FuzZyDoc™

WinHex & X-Ways

Identify Known Documents Using FuzZyDoc

 

Part of volume snapshot refinement.

 

The so-called FuzZyDoc™ technology can help you to identify known documents (word processing documents, presentations, spreadsheets, e-mails, plain text files, ...) with a much more robust approach than conventional hash values. Even if a document was stored in a different file format (e.g. first PPT, then PPTX, then PDF), it can still be recognized. Internal metadata changes, e.g. after a "Save as" or or after printing (which may update a "last printed" timestamp), do not prevent identification either.
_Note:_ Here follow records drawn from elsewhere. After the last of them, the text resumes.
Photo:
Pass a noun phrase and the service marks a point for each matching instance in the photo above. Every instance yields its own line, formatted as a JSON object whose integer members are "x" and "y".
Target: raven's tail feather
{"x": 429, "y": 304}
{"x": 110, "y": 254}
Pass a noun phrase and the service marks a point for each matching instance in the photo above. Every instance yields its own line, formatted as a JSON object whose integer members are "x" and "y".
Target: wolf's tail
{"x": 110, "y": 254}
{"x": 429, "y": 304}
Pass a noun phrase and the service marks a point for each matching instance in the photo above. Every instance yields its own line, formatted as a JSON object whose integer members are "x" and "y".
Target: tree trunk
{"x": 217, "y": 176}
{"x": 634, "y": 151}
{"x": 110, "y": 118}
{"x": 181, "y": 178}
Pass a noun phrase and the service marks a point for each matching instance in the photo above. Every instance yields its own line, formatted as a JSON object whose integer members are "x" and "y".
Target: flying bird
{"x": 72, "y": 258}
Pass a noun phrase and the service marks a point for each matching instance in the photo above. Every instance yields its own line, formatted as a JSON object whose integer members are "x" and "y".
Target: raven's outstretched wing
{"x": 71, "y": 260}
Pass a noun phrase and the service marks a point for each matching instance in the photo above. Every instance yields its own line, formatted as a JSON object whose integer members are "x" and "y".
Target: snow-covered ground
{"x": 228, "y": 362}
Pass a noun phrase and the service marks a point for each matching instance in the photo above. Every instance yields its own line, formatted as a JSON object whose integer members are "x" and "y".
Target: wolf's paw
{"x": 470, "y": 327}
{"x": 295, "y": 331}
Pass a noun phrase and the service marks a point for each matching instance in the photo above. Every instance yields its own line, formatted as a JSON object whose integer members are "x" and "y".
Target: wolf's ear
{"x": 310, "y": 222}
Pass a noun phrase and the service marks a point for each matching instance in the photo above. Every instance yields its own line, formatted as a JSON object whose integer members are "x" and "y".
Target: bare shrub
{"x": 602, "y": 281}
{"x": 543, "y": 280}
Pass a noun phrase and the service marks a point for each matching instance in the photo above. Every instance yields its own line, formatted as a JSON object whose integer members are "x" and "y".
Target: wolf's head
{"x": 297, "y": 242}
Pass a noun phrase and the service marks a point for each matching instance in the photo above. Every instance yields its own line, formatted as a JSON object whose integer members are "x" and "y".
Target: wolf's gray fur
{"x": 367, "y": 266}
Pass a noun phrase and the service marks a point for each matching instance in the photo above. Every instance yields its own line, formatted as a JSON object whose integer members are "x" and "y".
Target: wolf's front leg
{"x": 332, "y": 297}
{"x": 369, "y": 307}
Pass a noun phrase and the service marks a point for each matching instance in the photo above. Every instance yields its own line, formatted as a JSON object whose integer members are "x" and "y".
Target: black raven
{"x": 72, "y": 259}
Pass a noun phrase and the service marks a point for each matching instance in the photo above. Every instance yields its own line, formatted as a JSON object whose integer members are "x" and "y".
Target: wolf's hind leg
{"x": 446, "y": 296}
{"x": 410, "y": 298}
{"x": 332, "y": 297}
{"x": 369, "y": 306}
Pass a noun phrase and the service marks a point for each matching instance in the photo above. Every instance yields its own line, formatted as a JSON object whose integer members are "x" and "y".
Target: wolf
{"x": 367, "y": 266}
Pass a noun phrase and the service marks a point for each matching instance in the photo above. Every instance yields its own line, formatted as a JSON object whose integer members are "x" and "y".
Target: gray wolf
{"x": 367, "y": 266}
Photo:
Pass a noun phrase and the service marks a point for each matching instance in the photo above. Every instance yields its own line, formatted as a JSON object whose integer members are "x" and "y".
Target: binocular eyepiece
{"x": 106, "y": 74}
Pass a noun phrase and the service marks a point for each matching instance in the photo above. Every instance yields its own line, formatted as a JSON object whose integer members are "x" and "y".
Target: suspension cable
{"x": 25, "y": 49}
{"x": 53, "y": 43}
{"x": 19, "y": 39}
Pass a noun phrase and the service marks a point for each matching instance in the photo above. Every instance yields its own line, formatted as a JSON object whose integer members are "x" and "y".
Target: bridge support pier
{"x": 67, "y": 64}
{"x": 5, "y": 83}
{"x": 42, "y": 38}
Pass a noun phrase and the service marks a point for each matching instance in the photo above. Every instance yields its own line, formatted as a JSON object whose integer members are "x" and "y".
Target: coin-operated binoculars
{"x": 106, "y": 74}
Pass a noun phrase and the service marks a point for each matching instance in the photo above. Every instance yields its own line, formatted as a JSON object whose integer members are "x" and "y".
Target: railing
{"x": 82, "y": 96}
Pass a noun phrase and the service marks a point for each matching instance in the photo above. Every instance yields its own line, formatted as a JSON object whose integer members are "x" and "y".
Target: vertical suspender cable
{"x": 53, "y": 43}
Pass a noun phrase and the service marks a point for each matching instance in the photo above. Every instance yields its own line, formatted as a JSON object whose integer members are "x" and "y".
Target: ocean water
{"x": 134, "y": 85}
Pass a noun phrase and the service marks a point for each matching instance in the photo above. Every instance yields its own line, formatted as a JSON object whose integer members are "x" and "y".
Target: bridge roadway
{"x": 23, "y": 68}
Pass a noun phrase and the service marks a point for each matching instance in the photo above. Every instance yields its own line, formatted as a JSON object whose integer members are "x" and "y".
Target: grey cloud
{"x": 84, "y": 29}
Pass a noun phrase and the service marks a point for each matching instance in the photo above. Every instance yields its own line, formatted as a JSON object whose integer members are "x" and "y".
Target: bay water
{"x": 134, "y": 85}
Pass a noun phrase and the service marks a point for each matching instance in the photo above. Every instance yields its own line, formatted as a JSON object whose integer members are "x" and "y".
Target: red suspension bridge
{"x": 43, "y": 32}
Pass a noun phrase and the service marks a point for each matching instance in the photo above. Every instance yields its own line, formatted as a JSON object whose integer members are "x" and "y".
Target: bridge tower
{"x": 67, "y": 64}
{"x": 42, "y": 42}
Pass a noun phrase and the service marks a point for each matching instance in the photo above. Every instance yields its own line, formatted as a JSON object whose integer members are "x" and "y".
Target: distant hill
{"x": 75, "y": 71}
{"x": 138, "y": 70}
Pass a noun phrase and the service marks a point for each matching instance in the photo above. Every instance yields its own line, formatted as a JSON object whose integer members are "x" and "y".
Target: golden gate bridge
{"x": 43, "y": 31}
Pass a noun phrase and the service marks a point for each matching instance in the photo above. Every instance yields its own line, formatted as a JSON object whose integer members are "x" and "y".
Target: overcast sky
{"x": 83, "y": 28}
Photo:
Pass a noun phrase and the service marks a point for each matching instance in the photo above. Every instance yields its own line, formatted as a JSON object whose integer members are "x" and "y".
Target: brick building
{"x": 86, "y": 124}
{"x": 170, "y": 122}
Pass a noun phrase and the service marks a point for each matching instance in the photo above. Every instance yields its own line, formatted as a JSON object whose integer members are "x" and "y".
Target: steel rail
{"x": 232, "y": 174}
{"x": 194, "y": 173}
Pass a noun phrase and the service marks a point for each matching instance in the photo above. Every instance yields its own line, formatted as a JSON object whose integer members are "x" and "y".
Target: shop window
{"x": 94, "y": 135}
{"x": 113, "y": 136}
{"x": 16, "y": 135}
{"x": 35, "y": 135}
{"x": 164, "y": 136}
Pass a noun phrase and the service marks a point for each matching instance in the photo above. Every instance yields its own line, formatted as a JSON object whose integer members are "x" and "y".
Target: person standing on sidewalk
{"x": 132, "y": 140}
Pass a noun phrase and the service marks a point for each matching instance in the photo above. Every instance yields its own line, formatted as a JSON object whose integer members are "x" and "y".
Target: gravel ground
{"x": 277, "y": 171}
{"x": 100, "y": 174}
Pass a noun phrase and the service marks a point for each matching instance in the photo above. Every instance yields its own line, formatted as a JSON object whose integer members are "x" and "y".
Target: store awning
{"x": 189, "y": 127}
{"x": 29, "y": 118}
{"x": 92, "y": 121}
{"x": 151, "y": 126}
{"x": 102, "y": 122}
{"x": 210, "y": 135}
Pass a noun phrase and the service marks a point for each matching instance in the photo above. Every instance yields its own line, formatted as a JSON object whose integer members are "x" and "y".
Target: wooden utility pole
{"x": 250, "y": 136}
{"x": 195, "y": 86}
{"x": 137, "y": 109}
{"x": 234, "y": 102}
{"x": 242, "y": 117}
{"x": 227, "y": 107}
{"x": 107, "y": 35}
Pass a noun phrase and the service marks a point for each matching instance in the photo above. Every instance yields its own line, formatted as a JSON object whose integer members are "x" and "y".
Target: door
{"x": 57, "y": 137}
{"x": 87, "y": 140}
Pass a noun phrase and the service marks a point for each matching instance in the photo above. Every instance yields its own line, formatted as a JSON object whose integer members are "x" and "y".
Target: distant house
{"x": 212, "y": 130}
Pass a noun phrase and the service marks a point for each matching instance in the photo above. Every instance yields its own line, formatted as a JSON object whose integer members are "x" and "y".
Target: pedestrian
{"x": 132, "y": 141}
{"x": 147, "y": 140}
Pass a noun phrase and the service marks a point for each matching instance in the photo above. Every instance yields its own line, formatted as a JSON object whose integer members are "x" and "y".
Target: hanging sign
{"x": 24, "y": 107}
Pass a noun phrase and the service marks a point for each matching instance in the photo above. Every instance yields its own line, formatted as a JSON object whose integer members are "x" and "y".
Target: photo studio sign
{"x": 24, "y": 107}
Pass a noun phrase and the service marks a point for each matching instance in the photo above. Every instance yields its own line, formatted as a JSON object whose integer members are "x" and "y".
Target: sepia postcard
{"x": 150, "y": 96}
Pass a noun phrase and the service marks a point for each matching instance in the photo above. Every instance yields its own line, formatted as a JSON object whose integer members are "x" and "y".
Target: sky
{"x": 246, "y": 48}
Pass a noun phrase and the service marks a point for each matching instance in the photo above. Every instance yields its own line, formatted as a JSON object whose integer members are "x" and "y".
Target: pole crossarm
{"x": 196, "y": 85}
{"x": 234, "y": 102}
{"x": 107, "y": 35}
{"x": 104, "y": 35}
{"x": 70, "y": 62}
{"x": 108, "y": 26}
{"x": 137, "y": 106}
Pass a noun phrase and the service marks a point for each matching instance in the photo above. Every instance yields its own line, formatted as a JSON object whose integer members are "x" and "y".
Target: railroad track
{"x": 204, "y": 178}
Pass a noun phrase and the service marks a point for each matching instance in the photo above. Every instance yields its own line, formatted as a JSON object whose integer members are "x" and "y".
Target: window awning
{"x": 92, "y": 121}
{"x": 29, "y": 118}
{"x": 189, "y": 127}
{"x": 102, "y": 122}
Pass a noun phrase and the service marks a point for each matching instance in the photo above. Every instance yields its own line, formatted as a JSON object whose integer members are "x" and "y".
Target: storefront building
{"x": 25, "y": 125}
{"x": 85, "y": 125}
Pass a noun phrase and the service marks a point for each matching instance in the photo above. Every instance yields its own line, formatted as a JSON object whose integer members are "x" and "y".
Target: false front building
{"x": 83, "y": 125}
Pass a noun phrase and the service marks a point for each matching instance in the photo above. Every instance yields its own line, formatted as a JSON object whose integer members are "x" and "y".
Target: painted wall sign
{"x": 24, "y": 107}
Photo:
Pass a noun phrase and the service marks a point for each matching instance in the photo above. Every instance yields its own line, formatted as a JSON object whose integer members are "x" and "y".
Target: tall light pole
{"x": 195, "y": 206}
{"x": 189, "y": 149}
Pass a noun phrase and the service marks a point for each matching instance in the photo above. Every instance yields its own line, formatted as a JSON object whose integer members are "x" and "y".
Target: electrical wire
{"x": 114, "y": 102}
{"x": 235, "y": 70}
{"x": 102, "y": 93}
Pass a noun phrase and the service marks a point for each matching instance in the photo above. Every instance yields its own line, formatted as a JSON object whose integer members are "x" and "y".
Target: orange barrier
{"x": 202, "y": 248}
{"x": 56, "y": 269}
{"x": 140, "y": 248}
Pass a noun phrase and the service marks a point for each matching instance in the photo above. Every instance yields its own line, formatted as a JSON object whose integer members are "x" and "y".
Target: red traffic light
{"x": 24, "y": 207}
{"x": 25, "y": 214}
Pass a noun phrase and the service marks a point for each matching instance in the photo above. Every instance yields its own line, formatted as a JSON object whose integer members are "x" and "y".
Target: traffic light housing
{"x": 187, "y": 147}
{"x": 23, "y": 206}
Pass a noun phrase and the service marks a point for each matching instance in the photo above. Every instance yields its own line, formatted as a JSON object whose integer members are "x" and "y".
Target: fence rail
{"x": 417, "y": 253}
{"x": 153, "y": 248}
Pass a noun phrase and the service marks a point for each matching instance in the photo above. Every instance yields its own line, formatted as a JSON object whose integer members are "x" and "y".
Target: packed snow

Very often even if text was inserted/removed/reordered/revised, a document can still be recognized. This is achieved by using fuzzy hashes.

 

FuzZyDoc hash values are stored in yet another hash database in X-Ways Forensics. Hash sets based on selected documents can be added to the FuzZyDoc database exactly like hash sets can be created in ordinary hash databases, and the FuzZyDoc hash database can also be managed in the same dialog window as the other hash databases. For each selected document you can create 1 separate hash set, or you can create 1 hash set for all selected documents. Up to 65,535 hash sets are supported in a FuzZyDoc hash database.

 

FuzZyDoc is available to all users of X-Ways Forensics and X-Ways Investigator (i.e. not only law enforcement like PhotoDNA). FuzZyDoc should work well with documents in practically all Western and Eastern European languages, many Asian languages (e.g. Chinese, Japanese, Korean, Indonesian, Malay, Tamil, Tagalog, ..., but not Thai, Divehi, Tibetan, Punjabi, ...), and Middle Eastern languages (e.g. Arabic, Hebrew, ..., but not Pashto, ...). Note that numbers in spreadsheet cells are not exploited by the algorithm, only text. Note that only files with a confirmed or newly identified type will be matched against the FuzZyDoc hash database. For that reason, file type verification is applied automatically when FuzZyDoc matching is requested.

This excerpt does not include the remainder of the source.